Year of compilation: 2001
In the summer, the cliffs hold seven species of cliff-nesting seabirds: Double-crested Cormorants, Great Cormorants (a new nester), Great Black-backed Gulls, Herring Gulls, Black-legged Kittiwakes, Black Guillemots and Razorbills. Most numerous are the Black-legged Kittiwake. In 1989, the year of the most recent survey, 4492 pairs of kittiwake occupied the cliffs of Cap d’ Espoir, representing about 2% of the western Atlantic population. If a five-year average of the most recent counts is calculated (in this case including surveys as early as 1974), then the average of 2249 pairs represents just under 1% of the, generally increasing, western Atlantic population.

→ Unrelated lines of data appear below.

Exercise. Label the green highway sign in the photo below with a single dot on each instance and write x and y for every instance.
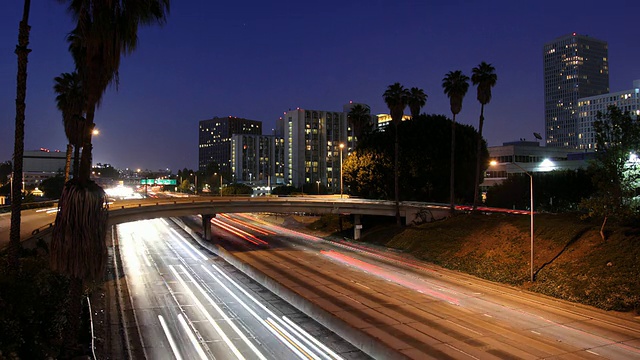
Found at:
(158, 181)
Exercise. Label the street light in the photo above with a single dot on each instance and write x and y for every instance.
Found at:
(196, 179)
(493, 162)
(220, 183)
(341, 148)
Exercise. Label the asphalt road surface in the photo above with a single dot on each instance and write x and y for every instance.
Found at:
(424, 311)
(189, 304)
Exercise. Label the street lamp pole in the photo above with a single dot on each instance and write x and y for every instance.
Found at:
(531, 208)
(341, 148)
(531, 211)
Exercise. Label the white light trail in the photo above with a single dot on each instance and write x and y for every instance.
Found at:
(199, 305)
(172, 343)
(192, 337)
(276, 329)
(301, 332)
(182, 240)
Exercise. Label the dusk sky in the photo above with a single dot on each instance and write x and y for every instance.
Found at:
(256, 59)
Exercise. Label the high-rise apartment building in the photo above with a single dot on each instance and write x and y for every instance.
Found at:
(588, 108)
(312, 141)
(214, 140)
(258, 159)
(575, 66)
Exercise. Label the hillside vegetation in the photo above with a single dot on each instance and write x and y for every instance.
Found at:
(571, 260)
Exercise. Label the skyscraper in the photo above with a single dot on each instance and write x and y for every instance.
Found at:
(214, 140)
(575, 66)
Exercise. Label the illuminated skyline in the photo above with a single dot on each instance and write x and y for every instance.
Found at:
(256, 60)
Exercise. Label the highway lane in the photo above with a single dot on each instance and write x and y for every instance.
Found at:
(30, 220)
(436, 313)
(190, 304)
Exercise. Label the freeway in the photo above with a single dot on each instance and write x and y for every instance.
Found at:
(31, 220)
(189, 304)
(420, 310)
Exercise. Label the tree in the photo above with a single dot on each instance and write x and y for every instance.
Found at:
(359, 118)
(52, 187)
(18, 149)
(424, 165)
(616, 169)
(104, 32)
(417, 99)
(237, 189)
(5, 171)
(455, 85)
(70, 101)
(367, 173)
(485, 78)
(396, 98)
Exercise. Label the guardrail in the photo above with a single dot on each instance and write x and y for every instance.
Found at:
(30, 205)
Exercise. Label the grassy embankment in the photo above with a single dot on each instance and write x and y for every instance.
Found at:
(571, 260)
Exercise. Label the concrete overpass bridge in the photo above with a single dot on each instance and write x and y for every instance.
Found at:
(37, 225)
(208, 207)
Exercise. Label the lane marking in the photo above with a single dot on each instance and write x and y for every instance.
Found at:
(192, 337)
(200, 306)
(172, 343)
(182, 240)
(289, 343)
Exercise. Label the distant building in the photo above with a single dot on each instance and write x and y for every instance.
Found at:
(214, 139)
(42, 164)
(532, 157)
(257, 159)
(575, 66)
(384, 120)
(312, 141)
(588, 108)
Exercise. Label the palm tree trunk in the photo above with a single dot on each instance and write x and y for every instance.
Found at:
(18, 151)
(395, 175)
(84, 173)
(453, 158)
(478, 158)
(74, 311)
(76, 161)
(67, 163)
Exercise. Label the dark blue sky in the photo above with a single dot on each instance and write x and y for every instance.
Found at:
(255, 59)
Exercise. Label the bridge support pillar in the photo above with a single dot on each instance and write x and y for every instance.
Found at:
(206, 225)
(357, 227)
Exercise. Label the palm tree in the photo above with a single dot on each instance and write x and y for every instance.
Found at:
(417, 99)
(360, 119)
(485, 78)
(105, 31)
(70, 101)
(396, 98)
(18, 150)
(455, 85)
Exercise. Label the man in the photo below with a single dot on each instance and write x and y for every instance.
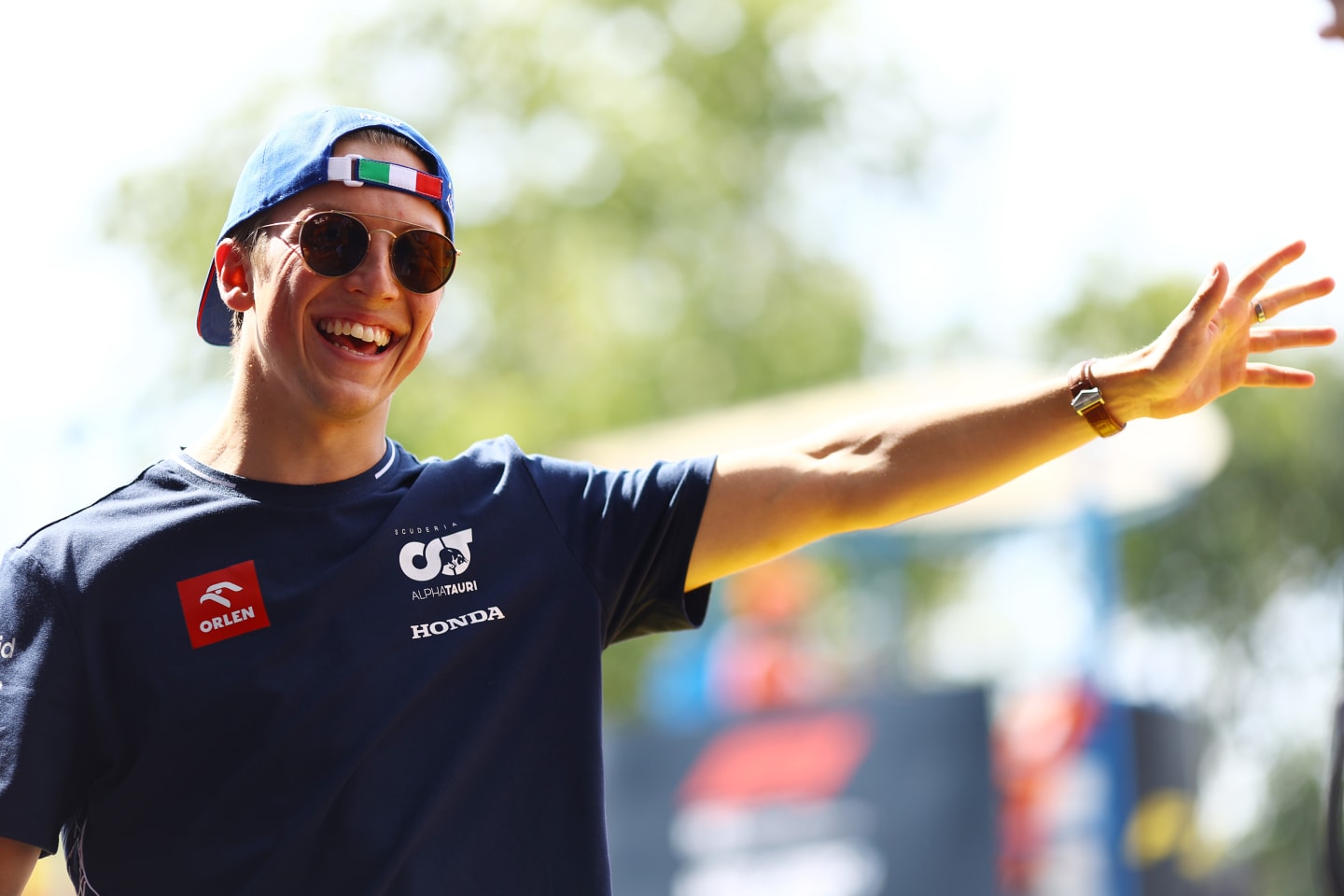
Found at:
(295, 658)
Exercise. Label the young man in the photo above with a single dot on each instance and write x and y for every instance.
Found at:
(295, 658)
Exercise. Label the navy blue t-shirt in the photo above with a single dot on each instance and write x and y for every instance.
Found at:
(382, 685)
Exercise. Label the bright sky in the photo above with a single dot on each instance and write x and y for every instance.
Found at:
(1160, 134)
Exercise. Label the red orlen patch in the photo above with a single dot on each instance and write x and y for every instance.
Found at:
(793, 759)
(222, 605)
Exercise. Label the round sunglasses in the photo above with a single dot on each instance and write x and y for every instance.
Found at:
(333, 244)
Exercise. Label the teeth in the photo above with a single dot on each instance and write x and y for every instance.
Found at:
(367, 333)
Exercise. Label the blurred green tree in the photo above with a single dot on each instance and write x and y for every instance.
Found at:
(1267, 523)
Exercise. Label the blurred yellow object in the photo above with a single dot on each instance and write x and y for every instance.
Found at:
(50, 879)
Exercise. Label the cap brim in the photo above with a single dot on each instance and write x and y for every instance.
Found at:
(214, 318)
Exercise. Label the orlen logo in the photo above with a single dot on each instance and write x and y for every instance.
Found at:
(449, 555)
(222, 605)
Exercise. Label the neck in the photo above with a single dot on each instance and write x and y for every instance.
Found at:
(283, 449)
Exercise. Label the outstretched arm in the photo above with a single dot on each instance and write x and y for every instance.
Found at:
(17, 862)
(895, 465)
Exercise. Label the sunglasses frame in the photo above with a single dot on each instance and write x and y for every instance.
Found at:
(369, 231)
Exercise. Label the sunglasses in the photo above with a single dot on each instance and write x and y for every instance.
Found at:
(333, 244)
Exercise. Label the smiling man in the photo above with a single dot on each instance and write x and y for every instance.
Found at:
(295, 658)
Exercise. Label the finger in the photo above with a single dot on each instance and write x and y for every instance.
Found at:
(1273, 339)
(1276, 376)
(1254, 280)
(1210, 294)
(1283, 299)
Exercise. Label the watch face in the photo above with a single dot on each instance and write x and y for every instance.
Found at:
(1086, 399)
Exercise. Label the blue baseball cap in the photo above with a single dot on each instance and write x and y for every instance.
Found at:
(299, 155)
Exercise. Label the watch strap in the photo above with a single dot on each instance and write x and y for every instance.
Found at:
(1086, 399)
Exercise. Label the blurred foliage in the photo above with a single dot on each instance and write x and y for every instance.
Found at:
(1286, 847)
(1269, 519)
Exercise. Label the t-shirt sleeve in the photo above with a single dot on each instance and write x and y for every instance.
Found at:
(632, 531)
(42, 706)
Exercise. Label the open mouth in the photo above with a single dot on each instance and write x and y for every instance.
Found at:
(362, 339)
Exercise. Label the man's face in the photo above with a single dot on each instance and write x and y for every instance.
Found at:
(336, 347)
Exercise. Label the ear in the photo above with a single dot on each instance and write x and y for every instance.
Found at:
(232, 269)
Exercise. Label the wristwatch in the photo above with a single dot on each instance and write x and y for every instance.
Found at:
(1085, 398)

In spring migration, up to 5000 Common Murres have been seen, as have hundreds of scoters (all three species) and eiders which flock together off the point. The site is also frequented regularly by individual Peregrine Falcons and Short-eared Owls in the spring. Both species are listed by the Committee on the Status of Endangered Wildlife in Canada, as threatened and vulnerable respectively.
This site is part of the Baie des Chaleurs Zone d’ Intervention Prioritaire (Priority Intervention Area), and World Wildlife Fund and the UQCN (Quebec Union for the Conservation of Nature) recognised that this site had conservation interest by designating it a Natural Site Without Legal Status.